The point for me is the risk based capital formula (RBC), set in law and which both Fannie Mae and Freddie Mac must exceed--with capital on hand-- uses as its default history, the undiluted oil patch states experience in the early 1980’s and it assumes that those horrible conditions exist in all 50 states, simultaneously, for a prolonged period of time. It is against that hypothetical scenario, plus extreme interest rates movements (6% increase and a 6% decrease), which the two companies portfolios currently are “stressed,” to insure their survivability.

Fannie Mae and Freddie Mac have sufficient capital on hand to survive for a decade, Ms. Bernasek’s definition of a “housing bust” and an added interest rate horror story, which she doesn’t even include in her downturn postulation.

When people claim that Fannie and Freddie are undercapitalized or are “systemic risks,” it helps to have some perspective on how much capital each company has and how their portfolios would behave in extreme conditions.

RESEARCH GAMES

Another reason to view OFHEO, with a jaundiced eye.

Bernasek's article gives credit to the GSEs current regulator, the Office of Financial Housing Enterprises Oversight (OFHEO), as source for some of the writer’s statistics.

What OFHEO bull pucky!

Some years ago, OFHEO decided it needed a “research” capacity (nobody is or was quite sure why), so it just began taking information that Fannie Mae and Freddie Mac provided to it and republishing the data, as if it had created it.

There’s lots of “cutting and pasting” going on at OFHEO and very little original research. All of the data comes from the two companies, with little fresh manipulation at the regulatory agency. But, it gets republished with OFHEO’s name on it.
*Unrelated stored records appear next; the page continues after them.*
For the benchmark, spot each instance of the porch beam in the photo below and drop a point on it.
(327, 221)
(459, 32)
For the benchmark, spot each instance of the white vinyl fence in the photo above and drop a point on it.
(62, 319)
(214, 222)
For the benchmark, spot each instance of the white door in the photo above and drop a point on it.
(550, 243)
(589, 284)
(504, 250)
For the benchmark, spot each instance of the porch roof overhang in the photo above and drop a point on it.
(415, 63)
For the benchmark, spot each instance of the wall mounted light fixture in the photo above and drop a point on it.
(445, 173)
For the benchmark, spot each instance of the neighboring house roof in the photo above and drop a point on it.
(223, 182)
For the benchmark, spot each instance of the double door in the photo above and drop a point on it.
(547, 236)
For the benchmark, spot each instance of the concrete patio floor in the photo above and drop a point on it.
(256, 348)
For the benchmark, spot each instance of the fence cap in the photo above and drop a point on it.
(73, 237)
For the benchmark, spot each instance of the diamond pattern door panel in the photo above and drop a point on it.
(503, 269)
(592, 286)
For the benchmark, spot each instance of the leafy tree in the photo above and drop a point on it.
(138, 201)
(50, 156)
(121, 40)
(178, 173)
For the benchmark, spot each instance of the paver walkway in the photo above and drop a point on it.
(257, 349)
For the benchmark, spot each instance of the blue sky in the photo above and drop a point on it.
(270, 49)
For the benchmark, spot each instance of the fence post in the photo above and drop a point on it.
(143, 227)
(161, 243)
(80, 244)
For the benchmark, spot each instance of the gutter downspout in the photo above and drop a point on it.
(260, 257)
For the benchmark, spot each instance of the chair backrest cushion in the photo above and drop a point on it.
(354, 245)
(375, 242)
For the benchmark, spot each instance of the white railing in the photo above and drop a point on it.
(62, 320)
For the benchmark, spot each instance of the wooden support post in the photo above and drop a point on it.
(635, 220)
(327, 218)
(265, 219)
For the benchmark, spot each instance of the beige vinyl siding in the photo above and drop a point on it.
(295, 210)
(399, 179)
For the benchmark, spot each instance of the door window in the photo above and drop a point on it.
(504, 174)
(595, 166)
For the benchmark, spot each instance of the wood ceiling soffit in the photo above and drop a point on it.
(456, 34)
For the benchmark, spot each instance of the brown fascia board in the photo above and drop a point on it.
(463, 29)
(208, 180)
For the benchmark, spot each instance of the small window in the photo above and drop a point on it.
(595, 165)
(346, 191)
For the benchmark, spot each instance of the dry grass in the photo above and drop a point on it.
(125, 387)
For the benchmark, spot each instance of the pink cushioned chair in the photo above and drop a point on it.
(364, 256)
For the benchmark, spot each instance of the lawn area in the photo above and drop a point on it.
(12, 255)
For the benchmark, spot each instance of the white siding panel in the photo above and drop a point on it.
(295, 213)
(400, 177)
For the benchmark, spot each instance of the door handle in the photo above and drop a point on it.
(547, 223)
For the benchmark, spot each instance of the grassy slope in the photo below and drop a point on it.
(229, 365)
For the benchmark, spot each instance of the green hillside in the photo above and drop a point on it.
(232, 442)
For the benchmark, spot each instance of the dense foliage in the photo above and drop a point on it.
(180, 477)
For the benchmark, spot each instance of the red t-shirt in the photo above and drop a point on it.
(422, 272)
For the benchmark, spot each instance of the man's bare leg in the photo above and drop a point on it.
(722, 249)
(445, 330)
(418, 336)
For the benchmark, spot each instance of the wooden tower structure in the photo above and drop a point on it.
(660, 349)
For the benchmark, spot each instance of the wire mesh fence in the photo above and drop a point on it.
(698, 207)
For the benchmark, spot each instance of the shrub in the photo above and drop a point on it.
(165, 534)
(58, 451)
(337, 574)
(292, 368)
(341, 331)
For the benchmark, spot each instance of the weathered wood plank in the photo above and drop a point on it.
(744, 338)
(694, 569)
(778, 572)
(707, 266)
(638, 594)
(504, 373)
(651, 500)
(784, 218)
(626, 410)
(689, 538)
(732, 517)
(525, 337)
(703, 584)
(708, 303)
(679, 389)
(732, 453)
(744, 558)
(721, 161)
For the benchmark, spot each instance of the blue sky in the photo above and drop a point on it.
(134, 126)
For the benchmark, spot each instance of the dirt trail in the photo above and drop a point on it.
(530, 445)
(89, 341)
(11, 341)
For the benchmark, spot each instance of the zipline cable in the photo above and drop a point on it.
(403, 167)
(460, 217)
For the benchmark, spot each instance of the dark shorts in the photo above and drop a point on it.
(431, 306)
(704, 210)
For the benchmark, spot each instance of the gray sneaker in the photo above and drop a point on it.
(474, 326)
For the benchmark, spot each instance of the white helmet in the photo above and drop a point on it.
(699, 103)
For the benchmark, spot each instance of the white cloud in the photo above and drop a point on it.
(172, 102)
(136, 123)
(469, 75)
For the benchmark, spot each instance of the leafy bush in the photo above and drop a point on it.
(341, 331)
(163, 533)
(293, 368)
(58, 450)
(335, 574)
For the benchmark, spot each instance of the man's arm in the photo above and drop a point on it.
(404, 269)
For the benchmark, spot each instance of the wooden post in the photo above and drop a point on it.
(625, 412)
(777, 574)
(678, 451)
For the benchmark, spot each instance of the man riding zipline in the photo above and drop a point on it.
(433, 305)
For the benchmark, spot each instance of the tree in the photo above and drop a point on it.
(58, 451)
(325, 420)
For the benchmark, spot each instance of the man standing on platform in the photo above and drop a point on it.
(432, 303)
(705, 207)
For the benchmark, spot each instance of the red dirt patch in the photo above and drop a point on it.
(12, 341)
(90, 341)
History suggests that OFHEO’s time, funding, and human resources would have been better put into its primary job, oversight and examination.

But, gee, that would have robbed the agency and its director of the phony PR!
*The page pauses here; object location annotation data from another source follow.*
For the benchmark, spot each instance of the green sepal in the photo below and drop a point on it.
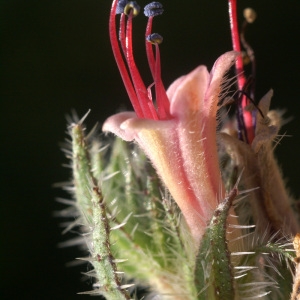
(214, 271)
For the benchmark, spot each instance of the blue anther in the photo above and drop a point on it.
(153, 9)
(121, 6)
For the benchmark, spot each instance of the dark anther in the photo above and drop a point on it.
(133, 7)
(153, 9)
(121, 6)
(154, 38)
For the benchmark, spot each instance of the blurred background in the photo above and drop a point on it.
(55, 57)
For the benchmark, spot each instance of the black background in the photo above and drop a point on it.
(56, 56)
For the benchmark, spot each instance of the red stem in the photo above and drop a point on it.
(247, 115)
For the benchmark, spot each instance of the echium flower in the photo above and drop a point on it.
(178, 132)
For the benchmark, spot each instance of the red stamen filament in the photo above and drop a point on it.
(120, 62)
(149, 50)
(163, 103)
(133, 82)
(247, 115)
(141, 91)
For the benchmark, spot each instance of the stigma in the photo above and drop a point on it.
(140, 95)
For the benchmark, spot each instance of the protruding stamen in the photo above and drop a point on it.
(140, 89)
(121, 65)
(121, 6)
(154, 38)
(249, 15)
(133, 7)
(153, 9)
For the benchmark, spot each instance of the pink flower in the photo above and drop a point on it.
(179, 135)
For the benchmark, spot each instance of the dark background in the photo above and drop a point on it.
(56, 56)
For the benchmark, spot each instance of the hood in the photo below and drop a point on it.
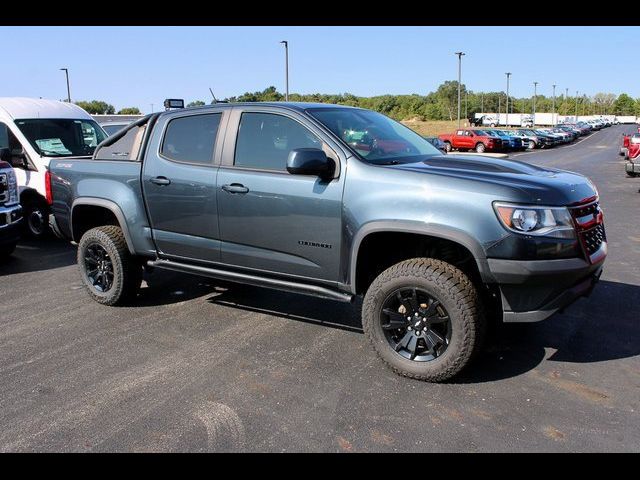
(534, 184)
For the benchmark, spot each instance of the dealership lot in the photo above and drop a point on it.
(200, 365)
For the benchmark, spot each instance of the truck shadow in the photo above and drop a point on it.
(602, 327)
(38, 255)
(605, 326)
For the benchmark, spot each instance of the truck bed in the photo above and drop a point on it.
(114, 182)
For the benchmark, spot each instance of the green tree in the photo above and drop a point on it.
(129, 111)
(624, 105)
(97, 107)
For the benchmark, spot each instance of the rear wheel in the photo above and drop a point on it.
(110, 273)
(424, 319)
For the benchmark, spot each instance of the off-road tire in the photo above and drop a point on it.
(458, 296)
(127, 269)
(6, 250)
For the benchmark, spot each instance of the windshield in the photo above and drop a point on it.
(111, 129)
(375, 137)
(61, 137)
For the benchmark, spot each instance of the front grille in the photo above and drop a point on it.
(589, 224)
(593, 238)
(4, 194)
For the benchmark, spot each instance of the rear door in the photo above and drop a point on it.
(271, 220)
(179, 182)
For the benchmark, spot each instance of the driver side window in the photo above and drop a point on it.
(9, 141)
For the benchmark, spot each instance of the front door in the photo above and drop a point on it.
(179, 183)
(271, 220)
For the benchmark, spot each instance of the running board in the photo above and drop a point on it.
(274, 283)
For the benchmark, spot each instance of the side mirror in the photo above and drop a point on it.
(5, 155)
(310, 161)
(19, 158)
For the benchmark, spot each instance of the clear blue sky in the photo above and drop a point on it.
(137, 66)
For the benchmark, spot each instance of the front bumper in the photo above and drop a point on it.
(10, 221)
(534, 290)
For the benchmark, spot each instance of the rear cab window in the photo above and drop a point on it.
(191, 139)
(125, 148)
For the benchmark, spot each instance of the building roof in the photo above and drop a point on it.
(24, 107)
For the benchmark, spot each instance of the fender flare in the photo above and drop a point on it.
(109, 205)
(420, 228)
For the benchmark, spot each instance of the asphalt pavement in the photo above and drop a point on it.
(201, 365)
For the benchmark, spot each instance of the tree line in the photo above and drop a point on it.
(441, 104)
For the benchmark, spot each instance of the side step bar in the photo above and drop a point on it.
(274, 283)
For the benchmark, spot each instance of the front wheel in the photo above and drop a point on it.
(110, 273)
(423, 318)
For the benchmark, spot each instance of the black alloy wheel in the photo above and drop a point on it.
(99, 267)
(415, 324)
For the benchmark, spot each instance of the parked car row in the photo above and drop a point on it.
(507, 140)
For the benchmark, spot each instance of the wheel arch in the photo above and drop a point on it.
(78, 226)
(419, 229)
(29, 193)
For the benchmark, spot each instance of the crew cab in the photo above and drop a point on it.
(471, 139)
(336, 202)
(10, 210)
(36, 131)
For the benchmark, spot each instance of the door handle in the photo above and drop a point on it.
(235, 188)
(160, 180)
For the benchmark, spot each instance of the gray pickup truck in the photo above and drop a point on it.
(335, 202)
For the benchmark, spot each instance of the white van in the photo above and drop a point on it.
(35, 131)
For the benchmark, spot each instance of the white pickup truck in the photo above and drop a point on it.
(36, 131)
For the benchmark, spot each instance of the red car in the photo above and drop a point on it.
(471, 139)
(632, 154)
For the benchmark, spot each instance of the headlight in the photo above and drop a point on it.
(12, 187)
(553, 222)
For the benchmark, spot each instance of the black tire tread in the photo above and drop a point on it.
(460, 289)
(129, 282)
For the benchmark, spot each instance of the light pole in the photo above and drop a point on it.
(460, 54)
(466, 104)
(286, 69)
(553, 105)
(66, 71)
(535, 94)
(506, 119)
Why not let the two companies publish the information themselves, as they had/have done for years?

Not that I feel any need to be overly fair to OFHEO Director Jim Lockhart, but this research lark started before “Two Gun” was named Sheriff, probably by one of those long time bureaucrats who never should find his/her way into the new agency, when Congress recreates OFHEO.


Maloni 6-20-2007

2 comments:

Unknown said...

Bloomberg and $100 million? My man, that's his rounding error. Try $1 billion, at least.

Bill Maloni said...

Frightening that anyone could/would put $100 million or $1 billion, personal, into a political campaign!